The measure, passed in 1994, has been criticized by many for helping fuel the explosion in America’s prison population.
“The problem is the way it was written and implemented, we have too wide a net,” Clinton said on CNN’s “Amanpour."
“We have too many people in prison. And we wound up spending — putting so many people in prison that there wasn’t enough money left to educate them, train them for new jobs and increase the chances when they came out that they could live productive lives.”
Still, he said the blame for some of the harshest provisions should fall partially on others whom he suggested would not have voted for the bill had it not included some of the harsher measures.
“But I wanted to pass the bill and so I did go along with it,” Clinton said.
He also offered a critique of the criminal justice system in the foreword to a new publication from the Brennan Center for Justice.
But Clinton reaped electoral benefits from the crime bill when he took a “tough on crime” stance in his 1996 reelection effort.
At a speech in September of that year, he promised to "break the gangs, ban those cop-killer bullets, [impose] drug testing from parolees, improve the opportunities for community-based strategies to lower crime, and give our children something to say 'yes' to,” according to a CNN report at the time.
"The crime rate has come down for four years in a row for the first time in a long time, and I'm proud of that, but it's still too high and we all know it,” he said.
Through the 1990s and into the next decade, however, the crime rate continued to fall while the prison population grew to be the largest in the world.
Clinton’s change of heart is occurring at the same time his wife looks to make criminal justice reform — and reversing the policies of the 1990s — a key part of her own electoral effort.

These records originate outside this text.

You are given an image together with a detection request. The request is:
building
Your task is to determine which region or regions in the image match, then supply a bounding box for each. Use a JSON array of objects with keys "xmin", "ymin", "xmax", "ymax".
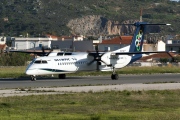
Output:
[
  {"xmin": 10, "ymin": 34, "xmax": 86, "ymax": 51},
  {"xmin": 143, "ymin": 40, "xmax": 166, "ymax": 52},
  {"xmin": 0, "ymin": 36, "xmax": 6, "ymax": 45},
  {"xmin": 10, "ymin": 35, "xmax": 58, "ymax": 50},
  {"xmin": 0, "ymin": 44, "xmax": 6, "ymax": 53},
  {"xmin": 51, "ymin": 40, "xmax": 93, "ymax": 52},
  {"xmin": 166, "ymin": 39, "xmax": 180, "ymax": 52},
  {"xmin": 51, "ymin": 35, "xmax": 91, "ymax": 51},
  {"xmin": 0, "ymin": 36, "xmax": 6, "ymax": 53},
  {"xmin": 97, "ymin": 36, "xmax": 133, "ymax": 51}
]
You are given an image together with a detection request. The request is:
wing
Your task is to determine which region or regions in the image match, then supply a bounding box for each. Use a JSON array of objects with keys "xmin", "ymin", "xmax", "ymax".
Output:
[
  {"xmin": 114, "ymin": 51, "xmax": 169, "ymax": 55},
  {"xmin": 7, "ymin": 50, "xmax": 51, "ymax": 56}
]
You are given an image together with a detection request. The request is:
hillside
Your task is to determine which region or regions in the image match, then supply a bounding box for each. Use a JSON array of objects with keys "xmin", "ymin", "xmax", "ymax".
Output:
[{"xmin": 0, "ymin": 0, "xmax": 179, "ymax": 37}]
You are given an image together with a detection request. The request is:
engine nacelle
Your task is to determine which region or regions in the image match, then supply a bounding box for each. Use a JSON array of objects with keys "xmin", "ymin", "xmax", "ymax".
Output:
[{"xmin": 101, "ymin": 52, "xmax": 132, "ymax": 69}]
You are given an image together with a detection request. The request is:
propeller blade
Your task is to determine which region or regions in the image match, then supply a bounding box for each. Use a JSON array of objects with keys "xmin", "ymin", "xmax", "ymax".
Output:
[
  {"xmin": 99, "ymin": 53, "xmax": 105, "ymax": 57},
  {"xmin": 100, "ymin": 60, "xmax": 108, "ymax": 65},
  {"xmin": 46, "ymin": 49, "xmax": 53, "ymax": 56},
  {"xmin": 41, "ymin": 46, "xmax": 45, "ymax": 56},
  {"xmin": 88, "ymin": 45, "xmax": 107, "ymax": 71},
  {"xmin": 96, "ymin": 62, "xmax": 100, "ymax": 71},
  {"xmin": 95, "ymin": 45, "xmax": 98, "ymax": 51}
]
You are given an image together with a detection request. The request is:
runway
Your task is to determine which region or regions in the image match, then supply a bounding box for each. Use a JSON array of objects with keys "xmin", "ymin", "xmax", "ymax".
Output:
[{"xmin": 0, "ymin": 73, "xmax": 180, "ymax": 89}]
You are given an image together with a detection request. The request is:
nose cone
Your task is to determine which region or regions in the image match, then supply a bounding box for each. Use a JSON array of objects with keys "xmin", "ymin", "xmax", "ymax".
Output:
[
  {"xmin": 26, "ymin": 63, "xmax": 35, "ymax": 75},
  {"xmin": 26, "ymin": 69, "xmax": 32, "ymax": 75},
  {"xmin": 26, "ymin": 68, "xmax": 36, "ymax": 75}
]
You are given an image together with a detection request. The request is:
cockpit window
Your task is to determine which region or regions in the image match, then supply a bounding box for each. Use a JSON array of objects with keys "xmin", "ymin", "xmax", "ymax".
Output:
[
  {"xmin": 34, "ymin": 60, "xmax": 41, "ymax": 63},
  {"xmin": 30, "ymin": 59, "xmax": 36, "ymax": 64},
  {"xmin": 57, "ymin": 52, "xmax": 72, "ymax": 56},
  {"xmin": 34, "ymin": 60, "xmax": 47, "ymax": 64},
  {"xmin": 42, "ymin": 60, "xmax": 47, "ymax": 63}
]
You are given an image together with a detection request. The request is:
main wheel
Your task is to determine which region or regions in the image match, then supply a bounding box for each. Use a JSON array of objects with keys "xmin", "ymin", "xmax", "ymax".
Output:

In the first policy speech of her nascent presidential bid, Hillary Clinton tied the prison system directly to poverty and inequality. “Without the mass incarceration that we currently practice, millions fewer people would be living in poverty,” she said.
It was a rebuke of the system that the 1994 bill helped to build and that she had supported as first lady.
Bill Clinton said in his interview with CNN that his wife was right to take on the policies he had supported while in office.
"I strongly support what she's doing and I think any policy that was adopted when I was president, any federal law that contributed to it needs to be changed," he said.
The Clintons’ shift is part of a larger bipartisan consensus that the justice system has imprisoned too many people, especially for non-violent or small crimes. It remains to be seen whether this agreement will lead to legislative action.
Some lawmakers want to enact changes to the mandatory minimum sentences for some non-violent drug offenses, which critics say have fueled the disproportionate incarceration of minorities.
Others are wary of changing the minimum sentences, but support making it easier for some convicts to earn time off their sentences if they are willing to participate in programs like job training or drug rehabilitation.
Still others want to rein in civil forfeiture, the process that allows law enforcement to seize and keep property and cash from individuals who are never actually charged with a crime.